A Confusion matrix layout permits some visualization of the performance of a Machine Learning classification algorithm. Each row of the tabulated matrix compares binary model generated predictions against true or actual bifurcated data. This allows for cross validation of model predictions against actual outcomes.

R code in Google Colab

In the Google Colab below, we set out the R code for Big Data: New tricks for Econometrics and replicate the output from Rstudio. Google Colab provides a useful means to estimate R notebooks and share with collaborators. The ctree graph output however was difficult to interpret and this seems is better visualized in a dedicated R environment.

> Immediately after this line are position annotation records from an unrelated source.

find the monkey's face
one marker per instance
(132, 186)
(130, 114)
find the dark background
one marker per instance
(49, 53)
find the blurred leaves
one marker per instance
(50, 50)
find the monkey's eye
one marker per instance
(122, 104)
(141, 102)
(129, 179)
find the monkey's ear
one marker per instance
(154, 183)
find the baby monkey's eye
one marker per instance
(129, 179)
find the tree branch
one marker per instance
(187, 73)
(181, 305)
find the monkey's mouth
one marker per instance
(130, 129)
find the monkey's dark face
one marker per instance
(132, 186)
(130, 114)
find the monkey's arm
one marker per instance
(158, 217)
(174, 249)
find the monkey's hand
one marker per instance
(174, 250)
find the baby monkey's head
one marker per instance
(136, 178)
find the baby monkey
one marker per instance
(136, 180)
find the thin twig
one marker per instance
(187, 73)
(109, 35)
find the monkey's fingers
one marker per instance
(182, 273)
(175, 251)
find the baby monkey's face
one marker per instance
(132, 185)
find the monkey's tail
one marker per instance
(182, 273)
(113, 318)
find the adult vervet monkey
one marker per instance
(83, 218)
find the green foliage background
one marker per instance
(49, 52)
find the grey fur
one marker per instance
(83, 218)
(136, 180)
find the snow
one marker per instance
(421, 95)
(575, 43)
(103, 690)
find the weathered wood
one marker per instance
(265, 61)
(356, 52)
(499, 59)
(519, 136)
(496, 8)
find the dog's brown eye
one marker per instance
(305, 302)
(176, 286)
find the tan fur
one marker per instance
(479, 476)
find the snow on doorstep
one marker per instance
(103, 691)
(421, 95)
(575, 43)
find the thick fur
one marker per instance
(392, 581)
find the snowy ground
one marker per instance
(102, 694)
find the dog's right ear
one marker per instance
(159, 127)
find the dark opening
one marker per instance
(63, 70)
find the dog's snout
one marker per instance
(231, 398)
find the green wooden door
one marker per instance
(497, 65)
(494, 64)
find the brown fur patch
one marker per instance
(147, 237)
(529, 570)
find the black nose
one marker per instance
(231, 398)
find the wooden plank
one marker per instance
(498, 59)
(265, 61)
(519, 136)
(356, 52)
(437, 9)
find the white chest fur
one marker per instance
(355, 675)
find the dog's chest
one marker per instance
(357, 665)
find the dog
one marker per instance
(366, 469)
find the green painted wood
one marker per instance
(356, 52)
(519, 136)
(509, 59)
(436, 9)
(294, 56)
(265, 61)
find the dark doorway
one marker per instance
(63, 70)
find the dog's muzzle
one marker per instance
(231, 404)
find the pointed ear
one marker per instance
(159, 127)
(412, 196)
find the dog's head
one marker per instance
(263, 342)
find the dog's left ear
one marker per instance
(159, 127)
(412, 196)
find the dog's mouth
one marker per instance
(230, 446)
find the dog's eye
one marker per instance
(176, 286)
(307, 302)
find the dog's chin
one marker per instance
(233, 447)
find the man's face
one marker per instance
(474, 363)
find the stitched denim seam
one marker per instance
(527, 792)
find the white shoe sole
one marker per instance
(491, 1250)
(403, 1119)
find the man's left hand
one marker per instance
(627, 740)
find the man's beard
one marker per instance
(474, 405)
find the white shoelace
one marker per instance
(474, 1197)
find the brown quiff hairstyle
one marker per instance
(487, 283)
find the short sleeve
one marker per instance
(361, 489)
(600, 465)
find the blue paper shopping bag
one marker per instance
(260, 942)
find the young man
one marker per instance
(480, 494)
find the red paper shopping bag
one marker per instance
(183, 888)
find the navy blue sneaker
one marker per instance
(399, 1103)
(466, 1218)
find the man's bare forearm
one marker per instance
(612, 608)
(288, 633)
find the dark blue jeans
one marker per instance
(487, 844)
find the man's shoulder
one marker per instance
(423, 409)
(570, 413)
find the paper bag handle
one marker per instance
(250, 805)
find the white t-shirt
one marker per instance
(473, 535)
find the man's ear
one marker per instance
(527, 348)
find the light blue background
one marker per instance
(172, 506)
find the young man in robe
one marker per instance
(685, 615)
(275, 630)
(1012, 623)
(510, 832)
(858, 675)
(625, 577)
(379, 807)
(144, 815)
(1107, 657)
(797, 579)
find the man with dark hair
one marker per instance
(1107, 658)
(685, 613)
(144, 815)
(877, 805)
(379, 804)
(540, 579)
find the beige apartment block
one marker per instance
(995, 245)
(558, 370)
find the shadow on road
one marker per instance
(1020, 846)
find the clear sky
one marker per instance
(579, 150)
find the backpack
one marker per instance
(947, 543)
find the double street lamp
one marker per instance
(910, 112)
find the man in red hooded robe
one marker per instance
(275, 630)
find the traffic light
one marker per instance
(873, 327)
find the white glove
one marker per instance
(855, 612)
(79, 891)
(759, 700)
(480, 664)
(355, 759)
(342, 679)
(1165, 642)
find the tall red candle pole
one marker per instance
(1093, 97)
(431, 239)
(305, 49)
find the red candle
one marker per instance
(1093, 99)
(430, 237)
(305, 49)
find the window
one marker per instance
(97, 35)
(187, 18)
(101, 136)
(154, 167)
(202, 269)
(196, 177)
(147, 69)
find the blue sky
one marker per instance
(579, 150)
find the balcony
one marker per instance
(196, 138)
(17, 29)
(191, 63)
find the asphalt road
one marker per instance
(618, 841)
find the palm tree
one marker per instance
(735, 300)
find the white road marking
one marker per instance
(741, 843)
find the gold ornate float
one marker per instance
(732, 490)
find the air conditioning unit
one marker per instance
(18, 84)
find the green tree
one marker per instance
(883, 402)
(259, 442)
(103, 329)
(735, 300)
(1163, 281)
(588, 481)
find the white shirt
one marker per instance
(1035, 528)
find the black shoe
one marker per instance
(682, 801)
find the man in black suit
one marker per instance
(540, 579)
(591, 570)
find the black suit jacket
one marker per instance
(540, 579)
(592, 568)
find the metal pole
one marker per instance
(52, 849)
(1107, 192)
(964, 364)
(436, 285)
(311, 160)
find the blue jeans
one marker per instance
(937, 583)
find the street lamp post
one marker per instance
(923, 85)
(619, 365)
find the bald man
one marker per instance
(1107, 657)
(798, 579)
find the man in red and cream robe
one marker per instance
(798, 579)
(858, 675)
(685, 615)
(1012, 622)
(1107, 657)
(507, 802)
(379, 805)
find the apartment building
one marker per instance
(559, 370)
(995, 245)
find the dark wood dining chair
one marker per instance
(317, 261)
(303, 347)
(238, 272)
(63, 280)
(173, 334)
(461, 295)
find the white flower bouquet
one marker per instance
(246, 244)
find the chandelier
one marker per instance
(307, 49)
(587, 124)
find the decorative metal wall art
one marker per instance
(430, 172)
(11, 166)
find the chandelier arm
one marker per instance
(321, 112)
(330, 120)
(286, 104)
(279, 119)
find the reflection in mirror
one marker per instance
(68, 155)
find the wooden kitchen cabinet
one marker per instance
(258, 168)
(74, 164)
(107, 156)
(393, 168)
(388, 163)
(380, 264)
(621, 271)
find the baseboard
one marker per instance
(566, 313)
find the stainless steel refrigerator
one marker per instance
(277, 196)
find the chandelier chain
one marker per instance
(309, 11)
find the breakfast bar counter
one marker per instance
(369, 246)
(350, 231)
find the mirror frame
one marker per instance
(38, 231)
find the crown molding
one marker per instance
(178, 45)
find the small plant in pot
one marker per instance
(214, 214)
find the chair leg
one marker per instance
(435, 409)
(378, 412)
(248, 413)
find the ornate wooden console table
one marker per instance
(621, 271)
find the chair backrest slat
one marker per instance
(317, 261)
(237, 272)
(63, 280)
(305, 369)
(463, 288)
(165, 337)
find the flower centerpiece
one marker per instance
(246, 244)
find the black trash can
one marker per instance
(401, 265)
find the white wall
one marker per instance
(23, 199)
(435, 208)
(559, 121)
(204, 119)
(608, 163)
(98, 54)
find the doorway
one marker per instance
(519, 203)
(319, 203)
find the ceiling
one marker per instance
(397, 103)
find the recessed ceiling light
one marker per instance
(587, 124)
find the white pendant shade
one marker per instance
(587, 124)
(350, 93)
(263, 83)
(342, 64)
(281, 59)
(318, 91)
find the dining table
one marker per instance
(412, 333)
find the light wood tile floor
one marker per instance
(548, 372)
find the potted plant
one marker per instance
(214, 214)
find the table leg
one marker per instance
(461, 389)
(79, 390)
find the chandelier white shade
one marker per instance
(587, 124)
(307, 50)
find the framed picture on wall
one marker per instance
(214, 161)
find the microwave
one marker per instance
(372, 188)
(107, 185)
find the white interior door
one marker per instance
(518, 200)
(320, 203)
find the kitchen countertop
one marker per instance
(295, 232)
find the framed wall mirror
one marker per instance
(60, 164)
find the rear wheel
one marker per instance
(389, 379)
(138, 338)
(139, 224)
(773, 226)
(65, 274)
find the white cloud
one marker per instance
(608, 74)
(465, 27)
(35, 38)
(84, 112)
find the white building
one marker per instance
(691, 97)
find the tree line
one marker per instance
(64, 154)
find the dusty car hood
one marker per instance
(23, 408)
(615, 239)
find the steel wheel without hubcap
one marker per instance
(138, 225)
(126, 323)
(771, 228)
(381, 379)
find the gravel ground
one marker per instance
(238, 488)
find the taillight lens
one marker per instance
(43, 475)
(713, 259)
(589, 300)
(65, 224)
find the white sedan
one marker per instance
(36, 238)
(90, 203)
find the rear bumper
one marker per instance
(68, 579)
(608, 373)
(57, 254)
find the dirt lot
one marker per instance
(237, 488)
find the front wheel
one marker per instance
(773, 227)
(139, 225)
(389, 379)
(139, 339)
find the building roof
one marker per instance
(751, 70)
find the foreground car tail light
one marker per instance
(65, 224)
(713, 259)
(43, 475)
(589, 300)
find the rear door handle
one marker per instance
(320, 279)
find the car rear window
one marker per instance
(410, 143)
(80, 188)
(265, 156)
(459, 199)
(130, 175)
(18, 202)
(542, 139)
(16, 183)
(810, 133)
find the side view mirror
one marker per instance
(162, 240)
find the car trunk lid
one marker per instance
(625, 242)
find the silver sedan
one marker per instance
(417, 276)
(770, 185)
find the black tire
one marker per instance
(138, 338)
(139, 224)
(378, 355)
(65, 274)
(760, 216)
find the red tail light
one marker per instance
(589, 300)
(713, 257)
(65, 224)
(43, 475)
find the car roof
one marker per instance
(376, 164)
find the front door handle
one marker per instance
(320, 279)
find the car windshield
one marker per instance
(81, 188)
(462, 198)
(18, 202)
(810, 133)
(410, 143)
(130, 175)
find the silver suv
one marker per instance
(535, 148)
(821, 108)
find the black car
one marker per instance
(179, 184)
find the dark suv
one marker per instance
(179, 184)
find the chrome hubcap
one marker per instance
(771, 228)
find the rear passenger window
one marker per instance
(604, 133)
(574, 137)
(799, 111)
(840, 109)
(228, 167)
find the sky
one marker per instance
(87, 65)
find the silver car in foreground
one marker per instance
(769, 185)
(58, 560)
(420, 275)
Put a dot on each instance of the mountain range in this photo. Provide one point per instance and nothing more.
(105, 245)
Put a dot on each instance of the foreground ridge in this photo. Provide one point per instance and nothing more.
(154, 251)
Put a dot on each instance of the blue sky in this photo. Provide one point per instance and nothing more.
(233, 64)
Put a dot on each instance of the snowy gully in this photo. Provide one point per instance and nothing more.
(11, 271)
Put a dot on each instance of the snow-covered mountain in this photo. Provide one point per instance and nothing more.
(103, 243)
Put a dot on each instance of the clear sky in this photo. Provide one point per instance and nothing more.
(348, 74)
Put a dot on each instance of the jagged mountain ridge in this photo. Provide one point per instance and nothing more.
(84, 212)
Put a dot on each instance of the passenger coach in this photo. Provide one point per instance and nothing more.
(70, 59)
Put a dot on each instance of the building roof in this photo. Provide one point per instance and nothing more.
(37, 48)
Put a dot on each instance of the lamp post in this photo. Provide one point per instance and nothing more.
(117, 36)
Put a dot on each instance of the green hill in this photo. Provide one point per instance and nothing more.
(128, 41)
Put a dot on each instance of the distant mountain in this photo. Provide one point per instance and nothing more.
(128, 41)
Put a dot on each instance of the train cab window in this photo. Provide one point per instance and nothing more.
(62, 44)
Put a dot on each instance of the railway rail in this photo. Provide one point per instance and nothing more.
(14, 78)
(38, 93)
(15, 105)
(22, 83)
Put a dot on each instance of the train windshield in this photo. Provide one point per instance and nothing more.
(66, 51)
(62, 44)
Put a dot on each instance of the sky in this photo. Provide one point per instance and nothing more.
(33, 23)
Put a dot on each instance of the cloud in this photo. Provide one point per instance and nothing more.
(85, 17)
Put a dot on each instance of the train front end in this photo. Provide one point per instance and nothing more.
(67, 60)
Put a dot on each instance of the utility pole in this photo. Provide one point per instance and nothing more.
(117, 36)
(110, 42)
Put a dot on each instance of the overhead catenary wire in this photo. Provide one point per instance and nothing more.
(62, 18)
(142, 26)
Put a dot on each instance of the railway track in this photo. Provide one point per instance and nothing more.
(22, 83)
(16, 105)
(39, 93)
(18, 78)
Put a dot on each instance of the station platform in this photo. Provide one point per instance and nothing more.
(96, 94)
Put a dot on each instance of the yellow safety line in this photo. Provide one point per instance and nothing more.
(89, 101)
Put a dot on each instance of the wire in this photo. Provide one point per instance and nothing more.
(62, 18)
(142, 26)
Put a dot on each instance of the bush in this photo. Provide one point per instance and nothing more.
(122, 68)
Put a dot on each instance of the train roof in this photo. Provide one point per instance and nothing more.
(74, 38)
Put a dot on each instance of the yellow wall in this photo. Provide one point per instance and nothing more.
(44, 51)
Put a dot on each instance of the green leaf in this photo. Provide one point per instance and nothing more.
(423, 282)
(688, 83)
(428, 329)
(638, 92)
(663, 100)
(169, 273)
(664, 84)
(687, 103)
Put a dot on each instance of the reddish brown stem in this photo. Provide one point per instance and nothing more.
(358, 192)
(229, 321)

Building an Algorithm to predict Mortgage Approval based on historical lending decisions

Munnell, Tootell, Browne, and McEneaney (1996) at the Boston Fed examined mortgage lending in Boston to determine if race played a significant role in determining who was approved for a mortgage. The primary econometric technique they relied upon was logistic regression where race was included as one of the predictors or independent variables. The coefficient on race showed a statistically significant negative impact on probability of getting a mortgage for minority applicants. This finding prompted considerable subsequent debate and discussion. Here we apply machine learning techniques of the type suggested by Varian (2014). The data consists of 2380 observations of 12 predictors, one of which was race.

We extend the analysis to consider how to train algorithms to automate the lending or mortgage approval process and then test algorithm against actual out-of-sample data. We use the sklearn library and import a number of models including Logistic Regression, SVMs, K Nearest Neighbours, Decision Trees and Random Forest classifiers. We then use historical lending patterns to shape eligibility and predict mortgage approval. The algorithms do nothing more than merely attempt to replicate the historical loan patterns of lending officers. The lending algorithms created therefore are not state of the art but do reflect historical norms - flawed or not. These benchmarks nevertheless could be applied to determine how patterns in lending change.